Wherein R is¹⁵Each independently selected from alkyl, alkenyl, alkynyl, heteroalkyl, heteroalkenyl, heteroalkynyl, haloalkyl, haloalkenyl, haloalkynyl, haloheteroalkyl, haloheteroalkenyl, haloheteroalkynyl, aryl, heteroaryl, alkyl-aryl/alkenyl-aryl/alkynyl-aryl, alkyl-heteroaryl/alkenyl-heteroaryl/alkynyl-heteroaryl, heteroalkyl-aryl/heteroalkenyl-aryl/heteroalkynyl-aryl, heteroalkyl-heteroaryl/heteroalkenyl-heteroaryl/heteroalkynyl-heteroaryl, or any combination thereof.

22. The compound of claim 20 or 21, wherein the compound is selected from

23. A method of making a compound of any one of claims 1-5, 8-13, 15-17, or 19-21, comprising: exposing a compound comprising a first aromatic group functionalized with (i) one or more alkyne moieties and (ii) a second aromatic group to a catalyst effective to promote the formation of intramolecular bonds between the one or more alkyne moieties of the first aromatic group and carbon atoms of the second aromatic group.

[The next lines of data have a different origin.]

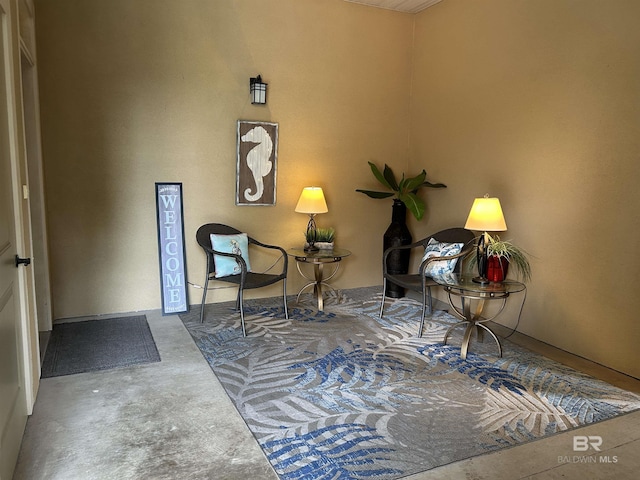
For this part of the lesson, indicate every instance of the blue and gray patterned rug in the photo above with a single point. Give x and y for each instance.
(345, 394)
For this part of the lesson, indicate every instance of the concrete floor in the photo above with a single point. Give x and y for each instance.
(173, 420)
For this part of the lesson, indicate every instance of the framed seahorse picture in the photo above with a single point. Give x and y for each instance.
(257, 163)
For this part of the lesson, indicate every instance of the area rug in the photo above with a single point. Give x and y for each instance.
(88, 346)
(345, 394)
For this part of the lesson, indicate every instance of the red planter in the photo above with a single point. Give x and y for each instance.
(497, 268)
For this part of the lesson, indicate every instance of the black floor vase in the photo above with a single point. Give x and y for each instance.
(397, 234)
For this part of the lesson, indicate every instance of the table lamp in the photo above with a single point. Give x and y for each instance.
(312, 202)
(485, 215)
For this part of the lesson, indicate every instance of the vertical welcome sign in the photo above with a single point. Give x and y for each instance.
(173, 271)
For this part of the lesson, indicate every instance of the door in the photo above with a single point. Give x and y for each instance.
(13, 397)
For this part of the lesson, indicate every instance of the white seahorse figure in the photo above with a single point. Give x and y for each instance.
(258, 159)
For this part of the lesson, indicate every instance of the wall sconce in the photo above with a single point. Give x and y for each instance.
(311, 201)
(257, 90)
(485, 215)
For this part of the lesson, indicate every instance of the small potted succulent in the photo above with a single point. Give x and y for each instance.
(324, 238)
(500, 255)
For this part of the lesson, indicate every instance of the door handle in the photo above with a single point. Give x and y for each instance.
(23, 261)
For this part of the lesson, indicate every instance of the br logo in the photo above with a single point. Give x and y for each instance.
(582, 443)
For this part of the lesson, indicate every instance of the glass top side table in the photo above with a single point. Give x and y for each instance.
(463, 286)
(318, 259)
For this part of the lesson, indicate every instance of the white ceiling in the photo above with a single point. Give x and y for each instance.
(407, 6)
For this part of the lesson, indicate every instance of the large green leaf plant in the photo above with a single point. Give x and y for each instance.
(405, 190)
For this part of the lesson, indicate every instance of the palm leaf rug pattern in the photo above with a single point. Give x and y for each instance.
(345, 394)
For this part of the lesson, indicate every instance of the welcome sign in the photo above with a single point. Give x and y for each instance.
(173, 271)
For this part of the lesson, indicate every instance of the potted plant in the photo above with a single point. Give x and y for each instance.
(405, 193)
(405, 190)
(500, 255)
(324, 238)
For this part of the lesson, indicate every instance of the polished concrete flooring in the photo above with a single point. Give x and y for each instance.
(173, 420)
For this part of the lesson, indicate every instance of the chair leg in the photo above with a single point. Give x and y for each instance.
(204, 297)
(284, 296)
(426, 299)
(384, 288)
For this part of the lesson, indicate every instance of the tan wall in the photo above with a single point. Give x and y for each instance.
(537, 102)
(533, 101)
(139, 91)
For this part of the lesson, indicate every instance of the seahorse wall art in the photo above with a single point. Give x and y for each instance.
(258, 160)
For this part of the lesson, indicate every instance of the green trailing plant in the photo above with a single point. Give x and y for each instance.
(516, 256)
(322, 235)
(405, 190)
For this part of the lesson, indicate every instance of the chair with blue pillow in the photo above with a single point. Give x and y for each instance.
(227, 251)
(441, 253)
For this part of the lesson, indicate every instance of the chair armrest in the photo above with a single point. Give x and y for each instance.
(238, 258)
(389, 250)
(283, 253)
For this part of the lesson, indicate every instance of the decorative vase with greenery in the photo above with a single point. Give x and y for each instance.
(405, 193)
(406, 190)
(500, 255)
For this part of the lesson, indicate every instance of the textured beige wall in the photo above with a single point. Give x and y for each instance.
(139, 91)
(537, 102)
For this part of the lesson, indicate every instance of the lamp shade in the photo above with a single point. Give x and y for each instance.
(312, 201)
(486, 216)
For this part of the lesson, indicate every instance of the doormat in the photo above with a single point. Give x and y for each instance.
(94, 345)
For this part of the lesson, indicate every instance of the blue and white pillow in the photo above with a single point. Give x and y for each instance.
(238, 244)
(441, 249)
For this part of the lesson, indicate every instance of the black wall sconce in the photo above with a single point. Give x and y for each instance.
(258, 90)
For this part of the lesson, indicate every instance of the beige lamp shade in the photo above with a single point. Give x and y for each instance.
(486, 216)
(312, 201)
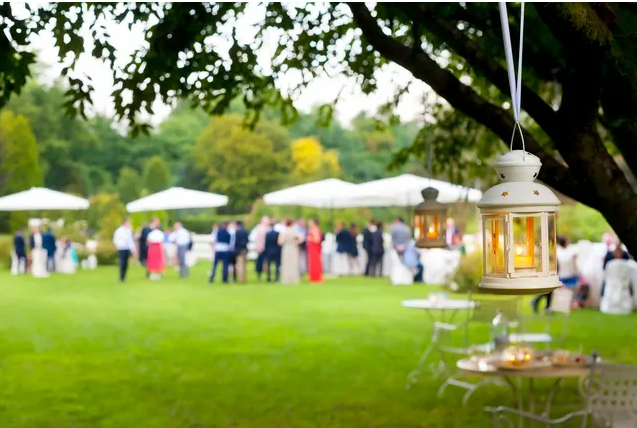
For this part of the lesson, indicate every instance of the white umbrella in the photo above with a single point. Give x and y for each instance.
(317, 194)
(42, 199)
(177, 198)
(404, 191)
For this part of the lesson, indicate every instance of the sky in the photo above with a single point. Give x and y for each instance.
(322, 90)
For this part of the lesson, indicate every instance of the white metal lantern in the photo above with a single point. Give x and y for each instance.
(519, 229)
(430, 221)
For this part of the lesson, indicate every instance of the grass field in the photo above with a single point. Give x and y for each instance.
(87, 352)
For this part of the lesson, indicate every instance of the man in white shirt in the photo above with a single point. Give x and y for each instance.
(181, 238)
(125, 245)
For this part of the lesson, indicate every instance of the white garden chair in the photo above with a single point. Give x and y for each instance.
(617, 279)
(611, 400)
(549, 328)
(483, 314)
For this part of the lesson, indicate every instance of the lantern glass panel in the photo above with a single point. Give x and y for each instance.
(552, 244)
(494, 245)
(419, 225)
(432, 227)
(527, 244)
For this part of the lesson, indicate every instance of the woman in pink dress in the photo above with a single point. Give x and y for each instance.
(156, 263)
(314, 253)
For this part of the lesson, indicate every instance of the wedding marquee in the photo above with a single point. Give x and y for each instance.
(177, 198)
(42, 199)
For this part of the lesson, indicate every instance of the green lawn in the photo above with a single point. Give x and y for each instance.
(87, 352)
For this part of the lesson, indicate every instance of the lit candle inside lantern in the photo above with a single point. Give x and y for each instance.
(521, 261)
(432, 231)
(526, 259)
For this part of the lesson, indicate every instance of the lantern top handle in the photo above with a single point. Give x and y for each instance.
(429, 194)
(518, 166)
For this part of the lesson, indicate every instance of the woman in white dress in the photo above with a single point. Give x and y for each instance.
(38, 255)
(289, 240)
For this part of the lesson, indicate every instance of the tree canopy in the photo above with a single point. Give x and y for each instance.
(579, 93)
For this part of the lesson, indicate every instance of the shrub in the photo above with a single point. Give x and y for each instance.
(581, 222)
(469, 273)
(6, 245)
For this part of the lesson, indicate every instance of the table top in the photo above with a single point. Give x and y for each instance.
(486, 366)
(438, 304)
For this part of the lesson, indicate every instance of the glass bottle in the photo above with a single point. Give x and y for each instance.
(500, 331)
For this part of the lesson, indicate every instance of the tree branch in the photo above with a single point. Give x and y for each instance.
(465, 99)
(541, 112)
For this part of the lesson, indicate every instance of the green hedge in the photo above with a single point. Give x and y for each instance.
(469, 273)
(6, 245)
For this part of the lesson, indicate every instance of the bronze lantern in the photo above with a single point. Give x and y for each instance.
(430, 221)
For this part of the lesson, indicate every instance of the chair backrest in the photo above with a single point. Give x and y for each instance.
(618, 270)
(561, 300)
(612, 394)
(486, 309)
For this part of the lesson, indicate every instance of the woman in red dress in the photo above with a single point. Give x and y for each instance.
(314, 253)
(156, 262)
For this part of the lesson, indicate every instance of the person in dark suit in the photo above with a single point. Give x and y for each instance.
(222, 252)
(377, 251)
(367, 243)
(49, 245)
(241, 239)
(20, 248)
(273, 253)
(143, 242)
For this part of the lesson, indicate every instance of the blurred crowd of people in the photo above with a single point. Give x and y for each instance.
(570, 274)
(47, 253)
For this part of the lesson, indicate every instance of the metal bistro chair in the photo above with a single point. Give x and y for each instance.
(550, 328)
(611, 400)
(483, 314)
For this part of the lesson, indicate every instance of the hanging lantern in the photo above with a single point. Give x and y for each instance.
(430, 220)
(519, 229)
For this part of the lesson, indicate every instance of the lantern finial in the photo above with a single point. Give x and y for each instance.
(518, 166)
(429, 194)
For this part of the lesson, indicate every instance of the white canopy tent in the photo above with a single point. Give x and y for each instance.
(317, 194)
(42, 199)
(177, 198)
(404, 191)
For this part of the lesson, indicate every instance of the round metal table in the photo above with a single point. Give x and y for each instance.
(486, 366)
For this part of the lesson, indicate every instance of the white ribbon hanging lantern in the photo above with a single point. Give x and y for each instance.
(518, 215)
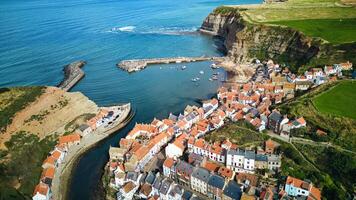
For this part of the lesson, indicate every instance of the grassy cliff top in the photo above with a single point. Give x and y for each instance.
(331, 20)
(15, 99)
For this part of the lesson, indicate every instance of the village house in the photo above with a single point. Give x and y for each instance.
(58, 156)
(346, 66)
(183, 173)
(84, 130)
(217, 153)
(226, 173)
(274, 121)
(157, 184)
(261, 161)
(249, 161)
(235, 159)
(127, 191)
(47, 176)
(141, 129)
(199, 180)
(232, 191)
(176, 192)
(42, 192)
(168, 167)
(49, 162)
(176, 149)
(274, 162)
(117, 154)
(119, 179)
(248, 181)
(215, 186)
(295, 187)
(270, 146)
(145, 191)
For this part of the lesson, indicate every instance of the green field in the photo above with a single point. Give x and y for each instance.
(331, 20)
(340, 100)
(335, 31)
(15, 99)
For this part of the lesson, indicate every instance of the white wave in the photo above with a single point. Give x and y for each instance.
(159, 31)
(172, 31)
(122, 29)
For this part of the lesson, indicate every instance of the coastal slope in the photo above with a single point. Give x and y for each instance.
(35, 117)
(246, 38)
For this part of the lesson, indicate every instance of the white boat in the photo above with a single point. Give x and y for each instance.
(195, 79)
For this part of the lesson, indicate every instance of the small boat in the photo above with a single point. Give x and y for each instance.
(214, 66)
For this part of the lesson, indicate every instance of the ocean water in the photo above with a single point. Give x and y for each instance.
(39, 37)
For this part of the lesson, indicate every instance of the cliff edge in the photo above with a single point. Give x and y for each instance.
(245, 41)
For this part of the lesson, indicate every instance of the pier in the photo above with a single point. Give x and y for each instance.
(72, 75)
(139, 64)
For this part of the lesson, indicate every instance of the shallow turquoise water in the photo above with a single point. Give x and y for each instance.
(39, 37)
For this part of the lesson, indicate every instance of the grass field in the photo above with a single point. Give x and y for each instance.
(20, 164)
(335, 31)
(340, 100)
(15, 99)
(340, 130)
(239, 133)
(332, 20)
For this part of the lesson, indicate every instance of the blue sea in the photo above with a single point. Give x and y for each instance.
(39, 37)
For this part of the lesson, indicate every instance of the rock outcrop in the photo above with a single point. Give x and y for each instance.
(245, 41)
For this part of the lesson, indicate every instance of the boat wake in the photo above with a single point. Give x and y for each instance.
(156, 31)
(122, 29)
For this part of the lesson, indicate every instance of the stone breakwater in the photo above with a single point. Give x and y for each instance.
(139, 64)
(63, 173)
(72, 75)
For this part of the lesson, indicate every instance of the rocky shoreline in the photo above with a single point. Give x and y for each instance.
(140, 64)
(72, 75)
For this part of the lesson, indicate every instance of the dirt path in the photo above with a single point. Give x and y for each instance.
(49, 114)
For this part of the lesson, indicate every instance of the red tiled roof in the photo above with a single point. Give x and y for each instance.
(225, 172)
(169, 162)
(48, 173)
(69, 138)
(210, 166)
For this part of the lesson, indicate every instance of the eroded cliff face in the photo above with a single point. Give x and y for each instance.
(245, 41)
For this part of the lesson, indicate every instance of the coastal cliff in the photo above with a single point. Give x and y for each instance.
(245, 41)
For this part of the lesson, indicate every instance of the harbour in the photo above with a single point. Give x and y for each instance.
(72, 75)
(139, 64)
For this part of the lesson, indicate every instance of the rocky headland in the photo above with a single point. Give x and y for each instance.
(72, 75)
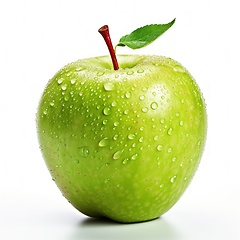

24. The method of claim 23, wherein the method further comprises: coupling a starting material comprising the first aromatic group and further comprising a boronic acid or boronic ester with a starting material comprising the second aromatic group and further comprising a halogen atom using a transition metal, thereby preforming the compound.

25. The method of claim 23, wherein the compound further comprises a third aromatic group functionalized with one or more alkyne moieties.

26. The method of claim 23, wherein the catalyst is effective to promote the formation of an intramolecular bond between one or more alkyne moieties of the third aromatic group and a carbon atom of the second aromatic group.

27. The method of claim 23, wherein the catalyst is a bronsted acid or a lewis acid.

28. The method of claim 23, wherein the catalyst is HCO₂CF₃、HOSO₂CH₃、HOSO₂CF₃、InCl₃、PtCl₂、AuCl₃Or AuCl (PPh)₃)。

29. A device comprising the compound of any one of claims 1-5, 8-13, 15-17, or 19-21, wherein the device is an electronic device selected from an organic transistor, a light emitting device, a sensor device, or an organic photovoltaic device; or a device for detecting biological compounds.